Priority registration could “reduce class and practice conflicts,” said Kent, “because right now, baseball players could potentially miss 20 to 25 days of classes, and softball could miss at least 15. Once you add it up, that’s a lot of missed classes.”
“It’s a tough sell to the faculty senate,” said Denny Wilkins, faculty athletics representative. “Unless the proposal recommends an overhaul of all forms of priority registration, including double majors, honors students and *Academic Excellence students.”
Provost Michael Fischer declined an interview.
Academic Excellence Students are students with a mean GPA in the top 10 percent of any class in any school.

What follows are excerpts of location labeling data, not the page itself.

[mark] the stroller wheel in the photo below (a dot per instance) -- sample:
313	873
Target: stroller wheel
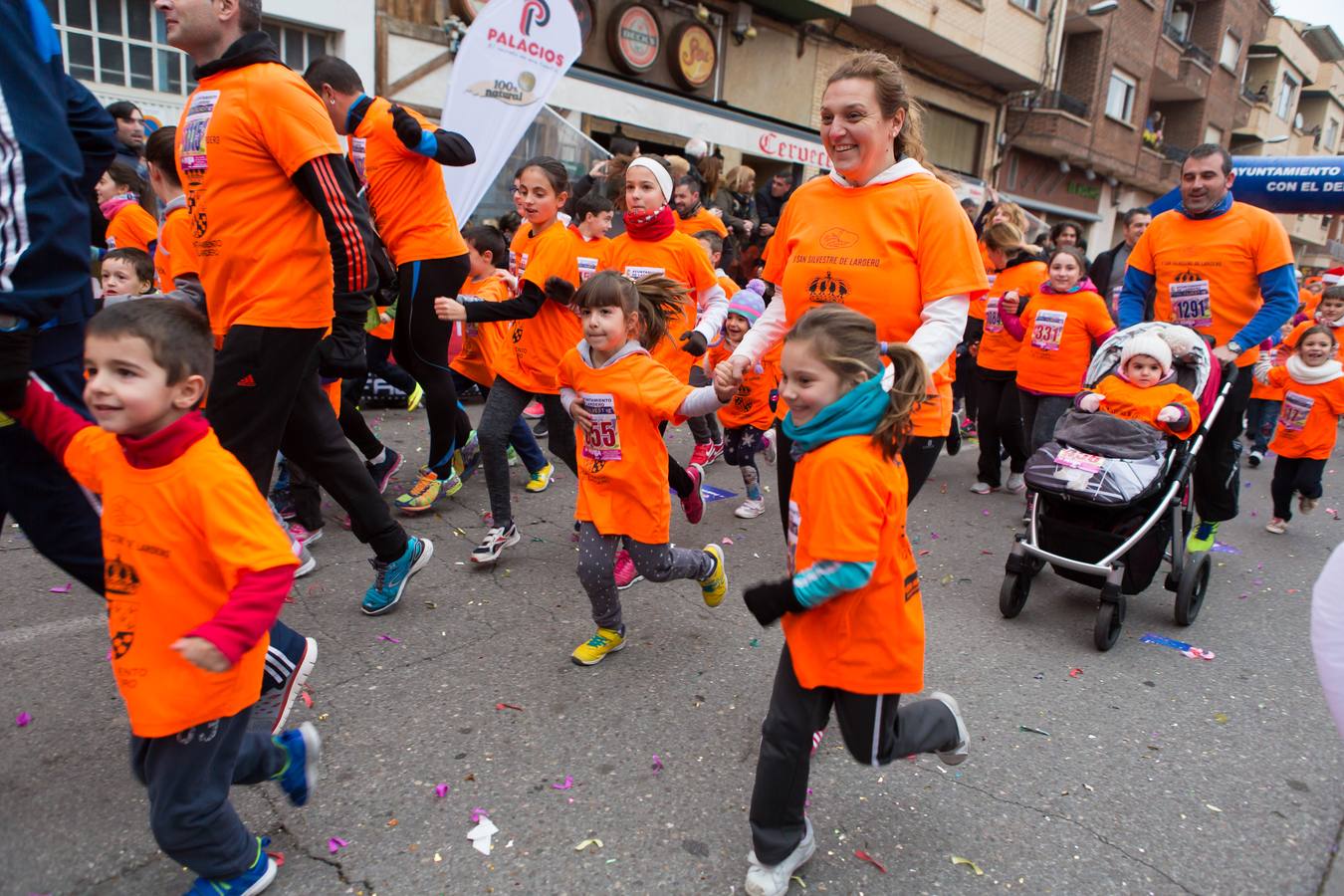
1110	617
1012	595
1194	584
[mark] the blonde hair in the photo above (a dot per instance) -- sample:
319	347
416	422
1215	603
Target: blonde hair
847	342
889	82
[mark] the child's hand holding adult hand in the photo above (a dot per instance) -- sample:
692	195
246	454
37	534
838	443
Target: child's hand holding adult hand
202	654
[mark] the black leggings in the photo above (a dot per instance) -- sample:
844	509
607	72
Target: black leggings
421	340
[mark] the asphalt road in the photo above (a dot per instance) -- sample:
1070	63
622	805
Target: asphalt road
1159	773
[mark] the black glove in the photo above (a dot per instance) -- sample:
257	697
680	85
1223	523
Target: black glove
694	342
772	599
15	362
407	129
341	353
560	291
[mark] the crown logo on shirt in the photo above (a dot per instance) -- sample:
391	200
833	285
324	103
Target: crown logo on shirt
121	577
826	289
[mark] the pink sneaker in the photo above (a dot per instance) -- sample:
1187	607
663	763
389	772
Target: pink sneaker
625	571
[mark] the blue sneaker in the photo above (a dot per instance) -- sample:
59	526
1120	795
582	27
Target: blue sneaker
253	880
303	749
392	576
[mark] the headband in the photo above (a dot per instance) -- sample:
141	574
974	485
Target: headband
660	175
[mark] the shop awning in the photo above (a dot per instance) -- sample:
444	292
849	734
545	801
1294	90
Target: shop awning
621	101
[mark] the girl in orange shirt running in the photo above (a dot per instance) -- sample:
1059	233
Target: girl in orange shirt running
617	395
545	260
1056	334
1308	423
852	614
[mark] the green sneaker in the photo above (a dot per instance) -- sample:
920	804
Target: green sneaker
1203	538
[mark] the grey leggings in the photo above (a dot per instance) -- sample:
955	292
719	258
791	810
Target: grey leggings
502	410
655	561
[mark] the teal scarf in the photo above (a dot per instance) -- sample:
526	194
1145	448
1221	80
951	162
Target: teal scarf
857	412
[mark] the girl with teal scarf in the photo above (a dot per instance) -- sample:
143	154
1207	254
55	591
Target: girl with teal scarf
851	607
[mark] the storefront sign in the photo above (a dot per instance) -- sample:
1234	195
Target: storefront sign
633	38
694	55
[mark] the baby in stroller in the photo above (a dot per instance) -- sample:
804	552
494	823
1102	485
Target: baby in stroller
1145	388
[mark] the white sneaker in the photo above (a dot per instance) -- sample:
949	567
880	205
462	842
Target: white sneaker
498	539
750	510
961	750
773	880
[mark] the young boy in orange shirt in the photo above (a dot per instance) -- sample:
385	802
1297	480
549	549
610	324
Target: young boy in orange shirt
196	572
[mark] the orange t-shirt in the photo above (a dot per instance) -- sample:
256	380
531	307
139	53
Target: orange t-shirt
886	251
999	349
131	227
624	462
175	253
702	219
481	342
679	258
1058	342
1309	416
542	341
176	539
848	506
264	258
406	189
752	404
1132	402
1207	270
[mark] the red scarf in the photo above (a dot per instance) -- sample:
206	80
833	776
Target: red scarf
651	226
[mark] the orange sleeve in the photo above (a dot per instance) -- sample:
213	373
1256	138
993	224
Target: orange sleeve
843	522
292	121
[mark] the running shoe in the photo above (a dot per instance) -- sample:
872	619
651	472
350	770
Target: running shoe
694	503
390	577
717	584
1203	538
276	703
541	480
625	571
773	880
384	469
496	541
595	648
250	883
303	751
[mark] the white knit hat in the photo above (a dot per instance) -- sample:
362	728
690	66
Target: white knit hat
1152	345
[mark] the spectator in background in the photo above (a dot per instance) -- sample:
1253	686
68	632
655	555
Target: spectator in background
1108	269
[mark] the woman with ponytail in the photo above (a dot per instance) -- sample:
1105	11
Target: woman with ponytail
884	235
852	615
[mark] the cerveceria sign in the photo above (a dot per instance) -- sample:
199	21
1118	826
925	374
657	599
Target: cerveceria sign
633	38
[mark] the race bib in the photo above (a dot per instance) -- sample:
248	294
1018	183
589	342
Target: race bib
1294	411
1190	304
603	439
1048	330
191	146
994	324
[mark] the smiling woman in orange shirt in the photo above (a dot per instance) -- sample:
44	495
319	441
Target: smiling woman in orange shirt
880	234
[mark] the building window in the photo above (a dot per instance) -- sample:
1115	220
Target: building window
1286	97
123	43
1120	96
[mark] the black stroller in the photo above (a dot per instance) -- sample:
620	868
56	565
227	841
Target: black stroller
1108	515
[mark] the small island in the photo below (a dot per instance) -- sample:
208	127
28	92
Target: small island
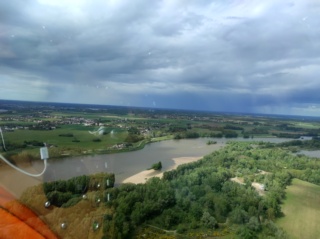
156	166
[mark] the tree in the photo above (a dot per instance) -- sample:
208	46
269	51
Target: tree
208	221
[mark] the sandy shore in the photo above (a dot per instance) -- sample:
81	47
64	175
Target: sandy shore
143	176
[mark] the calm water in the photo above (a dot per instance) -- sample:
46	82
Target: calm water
313	153
122	164
127	164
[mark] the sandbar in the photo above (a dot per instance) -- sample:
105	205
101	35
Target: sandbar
143	176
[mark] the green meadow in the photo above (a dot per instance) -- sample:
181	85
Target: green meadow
301	210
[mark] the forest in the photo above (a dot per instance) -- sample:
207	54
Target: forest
201	199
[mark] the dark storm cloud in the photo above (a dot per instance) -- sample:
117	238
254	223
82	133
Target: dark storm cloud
232	55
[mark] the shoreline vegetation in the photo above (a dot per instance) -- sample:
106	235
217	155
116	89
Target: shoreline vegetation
145	175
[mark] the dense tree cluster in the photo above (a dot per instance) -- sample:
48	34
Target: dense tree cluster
201	196
65	193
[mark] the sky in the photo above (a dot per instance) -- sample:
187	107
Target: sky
248	56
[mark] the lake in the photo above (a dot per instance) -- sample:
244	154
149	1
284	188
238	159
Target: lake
123	165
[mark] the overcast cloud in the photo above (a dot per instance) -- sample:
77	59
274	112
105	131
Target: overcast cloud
232	55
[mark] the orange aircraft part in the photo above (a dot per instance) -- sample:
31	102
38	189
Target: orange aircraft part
18	221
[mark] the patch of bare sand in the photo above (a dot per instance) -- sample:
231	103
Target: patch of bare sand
143	176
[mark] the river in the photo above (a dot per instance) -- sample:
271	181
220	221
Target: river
123	165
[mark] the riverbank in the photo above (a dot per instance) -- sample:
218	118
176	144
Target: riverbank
143	176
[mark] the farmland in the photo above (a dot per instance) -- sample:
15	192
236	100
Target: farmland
70	129
301	210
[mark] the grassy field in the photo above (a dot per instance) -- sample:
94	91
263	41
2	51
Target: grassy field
302	210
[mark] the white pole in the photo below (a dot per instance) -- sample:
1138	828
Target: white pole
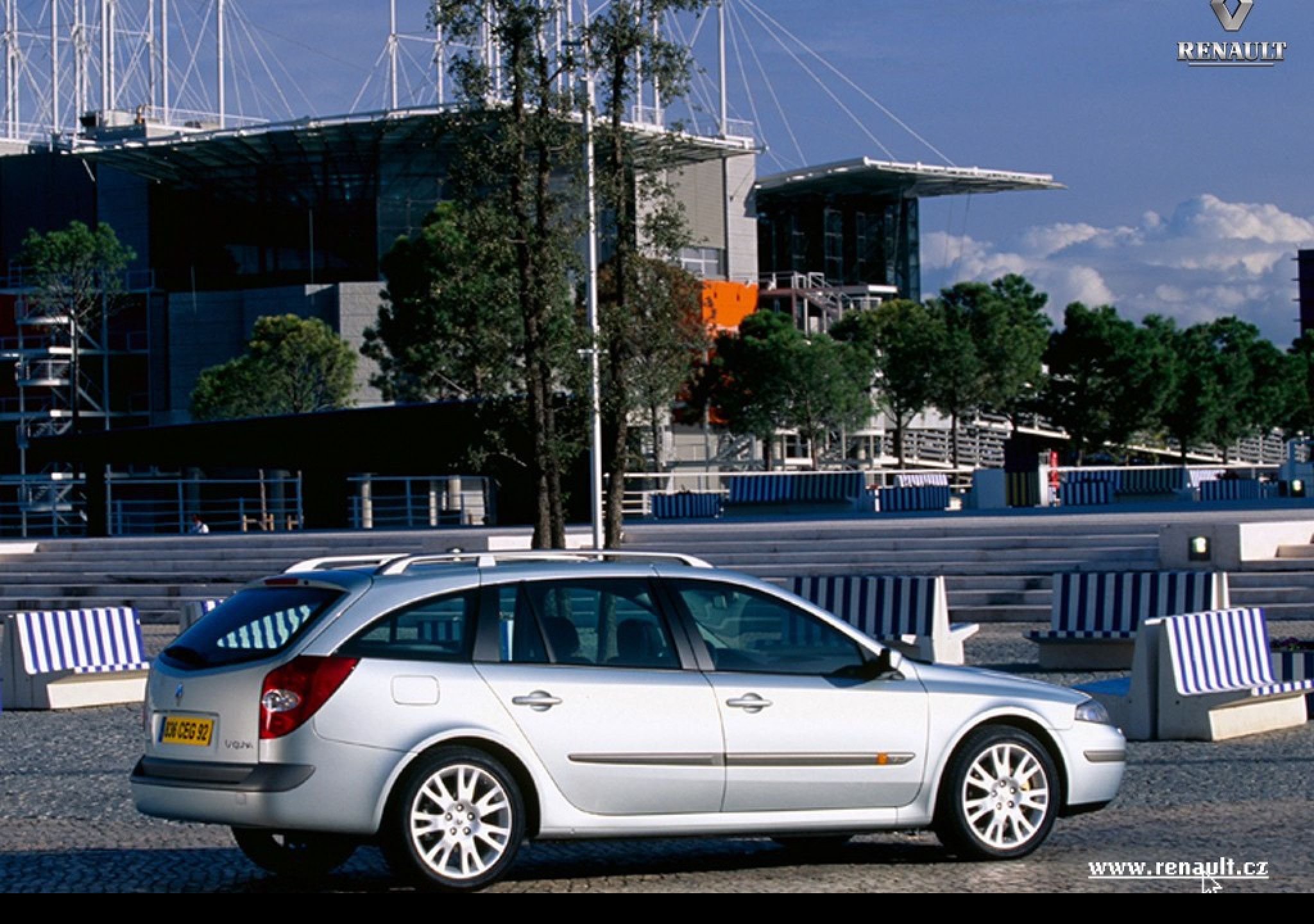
107	56
220	33
594	371
392	55
54	71
165	75
721	25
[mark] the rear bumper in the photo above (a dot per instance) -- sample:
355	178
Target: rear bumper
221	777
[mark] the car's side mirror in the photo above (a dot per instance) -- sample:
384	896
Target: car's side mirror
886	665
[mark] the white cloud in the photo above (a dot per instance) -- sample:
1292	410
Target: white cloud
1208	259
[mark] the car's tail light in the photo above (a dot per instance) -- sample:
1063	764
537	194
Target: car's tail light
296	692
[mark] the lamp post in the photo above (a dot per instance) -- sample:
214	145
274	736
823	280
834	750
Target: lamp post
592	305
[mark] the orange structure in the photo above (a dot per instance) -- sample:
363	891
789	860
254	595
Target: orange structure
727	304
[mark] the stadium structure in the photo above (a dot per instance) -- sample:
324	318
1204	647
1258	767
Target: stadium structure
233	218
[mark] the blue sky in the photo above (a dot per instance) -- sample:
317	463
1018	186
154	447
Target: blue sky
1188	188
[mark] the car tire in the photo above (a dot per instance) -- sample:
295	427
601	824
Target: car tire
457	822
293	853
999	796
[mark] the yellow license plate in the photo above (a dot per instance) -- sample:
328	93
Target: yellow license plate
196	732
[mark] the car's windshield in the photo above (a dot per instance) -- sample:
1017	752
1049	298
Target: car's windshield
250	626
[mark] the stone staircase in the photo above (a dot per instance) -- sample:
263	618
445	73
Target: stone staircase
998	568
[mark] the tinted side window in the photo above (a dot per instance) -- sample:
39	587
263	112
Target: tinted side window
250	626
610	622
755	633
439	629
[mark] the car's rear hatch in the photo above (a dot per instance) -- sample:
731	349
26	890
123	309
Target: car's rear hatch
203	699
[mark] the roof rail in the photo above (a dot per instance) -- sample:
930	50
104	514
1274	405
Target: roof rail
401	564
341	561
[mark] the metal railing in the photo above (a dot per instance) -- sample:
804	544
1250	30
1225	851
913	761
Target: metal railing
53	505
418	502
640	486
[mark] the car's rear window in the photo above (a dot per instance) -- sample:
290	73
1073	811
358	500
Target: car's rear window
250	626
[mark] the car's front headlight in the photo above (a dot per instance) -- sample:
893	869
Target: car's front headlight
1092	710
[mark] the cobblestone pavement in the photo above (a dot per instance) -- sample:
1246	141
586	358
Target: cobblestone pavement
67	823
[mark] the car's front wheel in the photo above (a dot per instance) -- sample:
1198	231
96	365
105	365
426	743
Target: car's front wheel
457	822
293	852
999	797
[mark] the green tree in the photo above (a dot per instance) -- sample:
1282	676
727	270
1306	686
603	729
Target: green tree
510	169
772	377
623	51
668	336
292	366
1012	343
964	314
1300	375
900	342
447	328
1191	398
75	274
1105	381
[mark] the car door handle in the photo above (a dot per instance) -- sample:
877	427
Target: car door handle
538	701
749	703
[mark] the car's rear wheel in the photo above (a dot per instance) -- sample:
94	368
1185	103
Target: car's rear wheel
457	821
999	797
293	852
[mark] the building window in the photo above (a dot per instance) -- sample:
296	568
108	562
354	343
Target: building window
703	262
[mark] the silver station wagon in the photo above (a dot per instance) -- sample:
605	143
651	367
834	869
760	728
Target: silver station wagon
448	709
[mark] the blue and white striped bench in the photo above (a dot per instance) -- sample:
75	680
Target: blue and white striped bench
685	505
797	486
760	488
907	612
1232	490
1095	615
920	497
1153	480
1086	493
65	659
921	480
1204	676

Larry Sudbrook, head coach of men’s baseball, said his players need priority registration to schedule earlier classes.
“Because we’re such a small school, missing some practices for labs only offered at a certain time is inevitable,” said Sudbrook, “but if players can schedule most of their classes in the mornings, they’ll make more practices and miss fewer classes for games.”
Sudbrook said student-athletes need to be more organized and have better time management than other students because they don’t have priority registration.
“I absolutely believe that when athletes are in-season, they should be able to register at least ahead of their class.” Said Sudbrook.
Sudbrook minimizes the number of classes his players miss by never scheduling practices before games.
“I don’t think that tossing the ball around a few times before a game will help much,” he said, “and if they can make a few more classes instead, then an extra practice isn’t worth it.”
Baseball earned a mean team GPA of 3.14 last semester, according to the fall 2010 student-athlete academic summary.
            Men’s basketball earned a mean GPA of 2.564 last semester, the lowest of the 14 teams.
Kent said men’s basketball did not meet minimum academic standards and is under review by the NCAA each year. The NCAA required Bonaventure to submit an academic improvement plan.
The academic improvement plan said that the athletic department would look into priority registration for student-athletes, said Kent.
Eleven teams earned an average GPA of 3.0 or higher last semester, softball earning the highest GPA, 3.418, according to the fall 2010 student athlete academic summary.
All 14 teams earned a cumulative GPA of 3.167. The non-athletic student body earned a cumulative GPA of 3.006.
“Our student-athletes cumulative GPA is so high already, which just shows how much better we could do if we did have priority registration and students missed less classes.” Said Kent. “It’s not fair to the students who could do better if they went to more classes.”
English professor Tracy Schrems agreed.
“I’ve seen so many international students who had straight As before coming to Bonaventure,” said Schrems, “But they just don’t know the language and there’s so little time to give them extra help when they’re in season.”
“Most of my student-athletes are actually my best students,” French professor Guy Imhoff said. “I have no problem with them missing classes for sports because they always keep up and actually miss fewer classes than regular students.”
Imhoff said it would be more beneficial to student-athletes’ academic goals if they missed fewer classes for sports.
But for baseball this semester, reducing missed classes isn’t an option.
And baseball isn’t alone. Softball plays 38 matches this season and women’s basketball plays 29.
We are Division I athletes and we have to fit in three-hour practices every day with our class schedule,” said Oscar Yanez, a tennis player. “Allowing us to register ahead of our class, at least, would help us manage our time better.”
Still, men’s tennis earned an average 3.240 GPA, ranking sixth out of the 14 teams, said the fall 2010 student-athlete academic summary.
“School comes first,” said Wallschlaeger. “My coach is really big on that. He makes sure everyone stays in their classes the whole time before coming down to the practice field.”